I have that feeling you get when you're a little kid trying to do a craft and your hands are too pudgy and uncoordinated and everything is frustrating and ugly and you just have to burst into tears and be comforted by your Girl Scout leader. Except my hands aren't pudgy. But with these holiday failures I feel like I'm in a realm somewhere between handicrafts and handicapped. I think possibly I am handicrapped.

Posted by didofoot at 03:42 PM | Comments (2)

December 13, 2004

Leavin'

As of January 18, I will be a free and unemployed woman. Please enjoy this small tribute to my past two years of employment at the good old U of C at B.

(To the tune of "Leaving's not leaving," by Leann Rimes, a song I have never actually heard):

Sometimes the time comes along
When it's time
Time to move on
Wasn't all bad
We watched Peterson burn
Bureaucratic delays ain't all that I learned

Leaving's not leaving
'Cause I'm not leaving you behind
You'll always be Berkeley
And you're not hard to find
A massive Goliath
Stolen two good years of my time
Taken my eyesight
I can't run off when I'm blind

There was debt and despair
And coworkers who don't really care
Let's not go there
When Chinese myths are gone
My cowboy boss through
Despair lingers on

Leaving's not leaving
'Cause I'm not leaving you behind
I've left a paper trail
(A paper trail)
I know the feds will find
Wherever I'm goin'
I'll be dragged back and fined
Leaving's not leaving
When it's fraud that you've co-signed.

I'll hold on to the memory
Of the days when I was so carefree
A filing clerk downstairs
Now I just wish I could be there

Leaving's not leaving
'Cause I'm not leaving you behind
I might never be free
(might never be free)
I might have to serve time
Wherever I'm goin'
You ain't no good friend of mine
Leaving's not leaving
When I've left my youth behind

Leaving's not leaving
When I've left my youth behind

Posted by didofoot at 04:26 PM | Comments (13)

December 03, 2004

Disneyland

Disneyland was, as it should be, a highly surreal experience. The peak of this is Mr. Toad's Wild Ride, in which you, as Toad, take a threatening journey culminating when you die in an explosion of dynamite. The ride then moves into a Hell room complete with small furious demons and a leering cartoon Satan.
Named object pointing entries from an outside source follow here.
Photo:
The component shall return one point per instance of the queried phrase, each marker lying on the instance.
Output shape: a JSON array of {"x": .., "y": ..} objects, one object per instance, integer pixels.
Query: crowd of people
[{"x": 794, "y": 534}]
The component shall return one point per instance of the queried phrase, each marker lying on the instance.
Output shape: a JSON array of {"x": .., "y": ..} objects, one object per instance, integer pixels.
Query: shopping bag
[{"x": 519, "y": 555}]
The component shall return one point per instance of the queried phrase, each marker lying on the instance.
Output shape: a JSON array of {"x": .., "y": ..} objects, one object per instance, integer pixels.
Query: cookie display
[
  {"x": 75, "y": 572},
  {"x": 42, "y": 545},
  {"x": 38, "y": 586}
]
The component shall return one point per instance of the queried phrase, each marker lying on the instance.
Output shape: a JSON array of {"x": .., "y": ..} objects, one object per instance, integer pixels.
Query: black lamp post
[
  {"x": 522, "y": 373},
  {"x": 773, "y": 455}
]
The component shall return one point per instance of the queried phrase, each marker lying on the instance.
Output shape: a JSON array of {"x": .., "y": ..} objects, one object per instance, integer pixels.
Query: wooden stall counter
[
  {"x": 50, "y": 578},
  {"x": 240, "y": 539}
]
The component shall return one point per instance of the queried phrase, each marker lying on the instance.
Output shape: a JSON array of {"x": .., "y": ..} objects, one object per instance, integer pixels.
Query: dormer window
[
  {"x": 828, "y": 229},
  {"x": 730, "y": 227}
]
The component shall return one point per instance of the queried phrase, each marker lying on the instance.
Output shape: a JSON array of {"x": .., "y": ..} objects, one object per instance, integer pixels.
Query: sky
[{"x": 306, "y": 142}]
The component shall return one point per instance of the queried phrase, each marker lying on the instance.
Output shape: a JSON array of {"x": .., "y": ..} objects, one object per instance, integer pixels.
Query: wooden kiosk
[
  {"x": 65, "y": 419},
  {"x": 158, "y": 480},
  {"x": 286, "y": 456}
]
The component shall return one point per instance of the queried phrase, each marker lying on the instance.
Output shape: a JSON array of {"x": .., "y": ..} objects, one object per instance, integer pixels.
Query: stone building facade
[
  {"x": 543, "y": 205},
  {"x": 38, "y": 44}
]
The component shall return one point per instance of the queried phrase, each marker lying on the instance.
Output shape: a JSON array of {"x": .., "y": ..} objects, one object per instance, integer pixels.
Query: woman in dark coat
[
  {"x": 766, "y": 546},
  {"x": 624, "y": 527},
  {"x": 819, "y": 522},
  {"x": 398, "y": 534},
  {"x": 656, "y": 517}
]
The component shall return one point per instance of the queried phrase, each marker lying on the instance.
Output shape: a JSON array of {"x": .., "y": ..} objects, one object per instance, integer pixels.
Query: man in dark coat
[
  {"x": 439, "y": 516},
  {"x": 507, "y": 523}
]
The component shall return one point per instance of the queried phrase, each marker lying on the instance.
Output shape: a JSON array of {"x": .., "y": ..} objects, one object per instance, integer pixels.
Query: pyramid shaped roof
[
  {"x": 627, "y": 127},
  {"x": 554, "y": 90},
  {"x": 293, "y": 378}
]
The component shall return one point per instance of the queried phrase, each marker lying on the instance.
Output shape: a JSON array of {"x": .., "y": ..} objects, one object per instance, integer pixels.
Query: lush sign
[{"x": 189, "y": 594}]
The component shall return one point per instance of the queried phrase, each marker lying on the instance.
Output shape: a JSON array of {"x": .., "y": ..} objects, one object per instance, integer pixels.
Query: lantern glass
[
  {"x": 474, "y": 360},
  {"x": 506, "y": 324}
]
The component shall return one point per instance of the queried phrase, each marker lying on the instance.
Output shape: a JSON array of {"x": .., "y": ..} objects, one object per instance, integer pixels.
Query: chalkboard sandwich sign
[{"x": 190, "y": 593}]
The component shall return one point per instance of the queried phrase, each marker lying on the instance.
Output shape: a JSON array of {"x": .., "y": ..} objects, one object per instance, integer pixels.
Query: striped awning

Then, without resuscitation or redemption, the ride is over. I can't think how parents are explaining this one to their young. I wish I had thought to listen in on a post-ride conversation, but I assume it would go something like this:

Toddler: Mommy, why we have to go to hell?
Mom: Well, honey...uh...
Toddler: Look, Mommy, Wee the Pooh!
Mom: Thank God.

Michele and I made up a song about it, as follows:

"Mr. Toad's Wild Ride:
You know it's over, 'cause you've died."

Terse, yes, but I think it gets the important point across.

Apart from surrealism, the other important thing to notice about Disneyland is its overwhelming, unapologetic WASPishness. They've got the park all dolled up for Christmas, with almost every surface covered in lights, ornaments, and greenery. Even the rides are Christmas'd-out: A Small World alternates its theme song with "Jingle Bells," and the Haunted Mansion has been combined with A Nightmare Before Christmas to effectively suck the last vestiges of scariness out of the park. Now, being commercialian, I love Christmas, so this was all very exciting for me, but I kept wondering what happens to the Jewish smallfry who visit in the winter months.

The rides are just more of the same. I don't think I need to go into the spear-chucking headhunters on the Jungle Cruise, or the unilateral national snobbery of A Small World. And we all know where Splash Mountain's Brer Rabbit comes from. If this were not enough, the entrance to the park is decorated with large signs declaring "Chinese and dogs not allowed." Ok, that one I made up.

I'm certain that California Land more than makes up for this stuff by its clear, honest look at California history. My favorite ride is the Internment Fun Coaster. You start off owning several acres of fertile Californian farmland, and by the end of the ride you are just one among thousands of imprisoned, disenfranchised Japanese living in horrible conditions outside the state. I hear that Big Recall Mountain is also very good. And let's not overlook the '89 Earthquake Squeeze, where the upper span of the Bay Bridge collapses on your head, crushing you to death!